While Fools should generally take the opinion of Wall Street with a grain of salt, it's not a bad idea to take a closer look at particularly stock-shaking upgrades and downgrades -- just in case their reasoning behind the call makes sense.

What: Shares of fiber optic components technologist Finisar Corporation (FNSR) plummeted 22% today after its quarterly results and guidance disappointed Wall Street.

So what: The stock has held up nicely in recent weeks on optimism heading into the quarter, but Finisar's Q4 miss -- adjusted EPS of $0.36 versus the consensus of $0.38 -- coupled with downbeat guidance is forcing Mr. Market to quickly sober up. While quarterly revenue surged 26%, gross margin fell 420 basis points over the year-ago period to 31.7%, triggering plenty of concern among analysts over its product mix and competitive position going forward.
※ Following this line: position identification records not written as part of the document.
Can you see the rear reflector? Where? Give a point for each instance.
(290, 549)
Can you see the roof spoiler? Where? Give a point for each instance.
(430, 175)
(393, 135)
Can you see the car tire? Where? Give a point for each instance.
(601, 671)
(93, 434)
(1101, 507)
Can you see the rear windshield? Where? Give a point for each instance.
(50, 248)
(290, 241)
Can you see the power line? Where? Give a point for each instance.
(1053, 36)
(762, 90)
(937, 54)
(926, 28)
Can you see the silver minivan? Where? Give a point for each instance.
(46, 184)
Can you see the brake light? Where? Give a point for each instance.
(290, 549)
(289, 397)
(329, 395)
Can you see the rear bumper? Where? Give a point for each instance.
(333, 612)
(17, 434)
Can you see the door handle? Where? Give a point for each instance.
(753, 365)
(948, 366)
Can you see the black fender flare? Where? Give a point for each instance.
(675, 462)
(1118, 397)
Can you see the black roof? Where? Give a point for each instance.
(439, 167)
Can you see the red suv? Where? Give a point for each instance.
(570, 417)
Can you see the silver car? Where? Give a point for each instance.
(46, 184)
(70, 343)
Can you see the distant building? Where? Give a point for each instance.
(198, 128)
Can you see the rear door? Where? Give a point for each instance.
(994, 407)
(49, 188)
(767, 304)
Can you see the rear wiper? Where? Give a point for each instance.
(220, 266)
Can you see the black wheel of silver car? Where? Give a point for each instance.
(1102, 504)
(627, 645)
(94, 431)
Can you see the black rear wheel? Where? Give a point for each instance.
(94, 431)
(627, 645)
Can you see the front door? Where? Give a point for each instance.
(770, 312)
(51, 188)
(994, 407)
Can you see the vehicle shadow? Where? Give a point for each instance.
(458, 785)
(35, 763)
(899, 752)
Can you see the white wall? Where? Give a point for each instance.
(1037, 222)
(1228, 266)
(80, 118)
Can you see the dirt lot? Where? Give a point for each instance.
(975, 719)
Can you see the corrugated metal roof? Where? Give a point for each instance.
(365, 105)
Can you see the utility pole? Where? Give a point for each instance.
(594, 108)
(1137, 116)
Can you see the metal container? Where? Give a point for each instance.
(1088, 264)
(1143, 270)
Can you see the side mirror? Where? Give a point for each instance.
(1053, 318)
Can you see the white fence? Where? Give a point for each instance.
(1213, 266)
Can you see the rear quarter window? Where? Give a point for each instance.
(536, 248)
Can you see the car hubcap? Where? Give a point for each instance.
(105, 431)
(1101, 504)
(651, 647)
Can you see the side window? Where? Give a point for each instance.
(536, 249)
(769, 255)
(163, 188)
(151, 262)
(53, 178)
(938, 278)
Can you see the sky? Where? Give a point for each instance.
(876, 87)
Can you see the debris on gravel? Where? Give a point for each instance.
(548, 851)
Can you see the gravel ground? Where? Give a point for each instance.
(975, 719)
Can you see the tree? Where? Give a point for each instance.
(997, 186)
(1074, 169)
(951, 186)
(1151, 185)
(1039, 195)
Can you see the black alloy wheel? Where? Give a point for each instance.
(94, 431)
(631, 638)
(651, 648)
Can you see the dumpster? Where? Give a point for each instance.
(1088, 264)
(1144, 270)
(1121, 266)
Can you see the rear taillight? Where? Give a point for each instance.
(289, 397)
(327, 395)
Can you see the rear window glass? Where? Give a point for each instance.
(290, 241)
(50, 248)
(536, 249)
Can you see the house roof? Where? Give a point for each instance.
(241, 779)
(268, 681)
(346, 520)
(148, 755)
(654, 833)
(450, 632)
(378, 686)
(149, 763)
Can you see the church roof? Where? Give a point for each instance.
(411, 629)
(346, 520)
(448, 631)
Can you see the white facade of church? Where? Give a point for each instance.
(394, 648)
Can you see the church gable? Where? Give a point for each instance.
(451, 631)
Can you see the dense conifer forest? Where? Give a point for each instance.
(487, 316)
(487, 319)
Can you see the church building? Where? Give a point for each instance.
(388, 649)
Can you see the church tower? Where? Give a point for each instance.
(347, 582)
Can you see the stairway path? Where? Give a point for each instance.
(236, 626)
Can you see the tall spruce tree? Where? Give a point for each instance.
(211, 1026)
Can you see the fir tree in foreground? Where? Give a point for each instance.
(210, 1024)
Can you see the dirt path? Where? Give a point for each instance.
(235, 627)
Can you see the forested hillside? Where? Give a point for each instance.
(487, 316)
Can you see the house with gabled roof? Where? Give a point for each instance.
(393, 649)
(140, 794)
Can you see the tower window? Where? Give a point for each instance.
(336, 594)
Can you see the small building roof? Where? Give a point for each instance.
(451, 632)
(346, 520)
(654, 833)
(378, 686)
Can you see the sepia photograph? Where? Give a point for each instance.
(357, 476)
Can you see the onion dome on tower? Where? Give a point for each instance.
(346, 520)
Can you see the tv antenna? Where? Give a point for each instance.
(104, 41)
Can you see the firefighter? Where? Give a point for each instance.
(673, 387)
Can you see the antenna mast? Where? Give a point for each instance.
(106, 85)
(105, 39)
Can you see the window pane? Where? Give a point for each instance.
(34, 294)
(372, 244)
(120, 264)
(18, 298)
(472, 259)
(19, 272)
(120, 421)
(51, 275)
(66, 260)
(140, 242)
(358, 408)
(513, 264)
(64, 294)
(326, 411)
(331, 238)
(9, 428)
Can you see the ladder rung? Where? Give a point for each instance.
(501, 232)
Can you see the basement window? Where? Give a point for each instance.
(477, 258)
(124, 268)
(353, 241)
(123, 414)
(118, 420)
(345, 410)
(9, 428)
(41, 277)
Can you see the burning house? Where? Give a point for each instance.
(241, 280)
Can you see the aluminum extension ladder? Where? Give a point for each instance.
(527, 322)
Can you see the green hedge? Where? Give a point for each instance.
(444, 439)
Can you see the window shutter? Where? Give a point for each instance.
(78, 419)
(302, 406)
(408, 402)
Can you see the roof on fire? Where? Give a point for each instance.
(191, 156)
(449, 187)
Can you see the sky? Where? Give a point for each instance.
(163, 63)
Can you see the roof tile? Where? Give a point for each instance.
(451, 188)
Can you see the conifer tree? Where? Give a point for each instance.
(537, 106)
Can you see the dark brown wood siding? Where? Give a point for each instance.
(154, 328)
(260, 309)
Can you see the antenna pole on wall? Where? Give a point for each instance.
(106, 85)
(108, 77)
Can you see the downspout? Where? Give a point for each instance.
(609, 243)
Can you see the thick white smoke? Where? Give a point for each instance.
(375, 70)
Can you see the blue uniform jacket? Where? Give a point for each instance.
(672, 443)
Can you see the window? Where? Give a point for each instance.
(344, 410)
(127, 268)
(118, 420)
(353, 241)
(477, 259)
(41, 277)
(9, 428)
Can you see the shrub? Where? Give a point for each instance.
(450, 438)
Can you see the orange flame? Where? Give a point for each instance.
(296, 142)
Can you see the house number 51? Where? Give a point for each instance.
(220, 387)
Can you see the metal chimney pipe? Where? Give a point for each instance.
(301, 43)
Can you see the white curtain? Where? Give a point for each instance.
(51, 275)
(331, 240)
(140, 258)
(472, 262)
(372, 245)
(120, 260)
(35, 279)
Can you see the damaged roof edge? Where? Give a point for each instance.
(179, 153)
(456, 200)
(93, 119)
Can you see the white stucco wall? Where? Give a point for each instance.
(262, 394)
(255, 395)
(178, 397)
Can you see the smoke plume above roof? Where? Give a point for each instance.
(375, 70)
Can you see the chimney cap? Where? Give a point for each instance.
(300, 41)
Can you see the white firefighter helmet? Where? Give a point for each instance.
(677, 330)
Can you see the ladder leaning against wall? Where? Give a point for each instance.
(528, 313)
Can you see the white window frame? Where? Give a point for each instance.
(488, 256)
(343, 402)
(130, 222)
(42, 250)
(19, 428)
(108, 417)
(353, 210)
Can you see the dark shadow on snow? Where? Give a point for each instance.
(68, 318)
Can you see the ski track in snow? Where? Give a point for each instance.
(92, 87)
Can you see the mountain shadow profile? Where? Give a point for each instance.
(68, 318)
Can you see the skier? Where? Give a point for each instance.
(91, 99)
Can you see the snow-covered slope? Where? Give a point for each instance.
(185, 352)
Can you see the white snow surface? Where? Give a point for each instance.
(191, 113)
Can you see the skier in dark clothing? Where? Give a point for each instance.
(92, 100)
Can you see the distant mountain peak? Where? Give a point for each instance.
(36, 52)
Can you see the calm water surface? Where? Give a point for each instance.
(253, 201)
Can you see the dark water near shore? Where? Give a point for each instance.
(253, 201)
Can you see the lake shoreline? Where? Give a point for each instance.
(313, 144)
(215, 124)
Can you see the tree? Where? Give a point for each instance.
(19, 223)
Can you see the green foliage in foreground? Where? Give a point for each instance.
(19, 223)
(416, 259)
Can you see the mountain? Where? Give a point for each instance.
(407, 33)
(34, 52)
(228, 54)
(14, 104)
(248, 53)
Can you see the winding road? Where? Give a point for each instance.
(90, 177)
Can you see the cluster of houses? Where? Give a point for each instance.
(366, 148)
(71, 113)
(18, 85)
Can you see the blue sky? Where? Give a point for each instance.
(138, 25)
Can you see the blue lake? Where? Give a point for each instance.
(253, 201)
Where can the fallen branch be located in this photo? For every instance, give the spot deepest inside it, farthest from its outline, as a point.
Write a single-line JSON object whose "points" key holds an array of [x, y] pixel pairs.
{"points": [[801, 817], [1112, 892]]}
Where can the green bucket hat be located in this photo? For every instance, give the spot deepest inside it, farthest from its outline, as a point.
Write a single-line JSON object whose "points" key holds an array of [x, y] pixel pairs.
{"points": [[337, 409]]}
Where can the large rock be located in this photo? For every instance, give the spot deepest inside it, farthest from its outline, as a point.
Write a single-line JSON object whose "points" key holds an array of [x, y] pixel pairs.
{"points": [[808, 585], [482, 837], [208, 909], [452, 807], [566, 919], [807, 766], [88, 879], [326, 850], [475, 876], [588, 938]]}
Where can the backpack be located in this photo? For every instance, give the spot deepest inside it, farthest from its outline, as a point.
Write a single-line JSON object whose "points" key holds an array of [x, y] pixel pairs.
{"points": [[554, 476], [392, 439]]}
Now what: Management now sees Q1 EPS of between $0.30 and $0.34, well below the average analyst estimate of $0.41. "We continue to develop and release new products, which we expect will enable Finisar to expand our market share and continue to grow revenue," CEO Eitan Gertel reassured investors. More importantly, with Finisar continuing to sport a cash-rich balance sheet and beaten-down stock price -- now off more than 30% from its 52-week highs -- the downside might be limited enough to bet on that bullishness.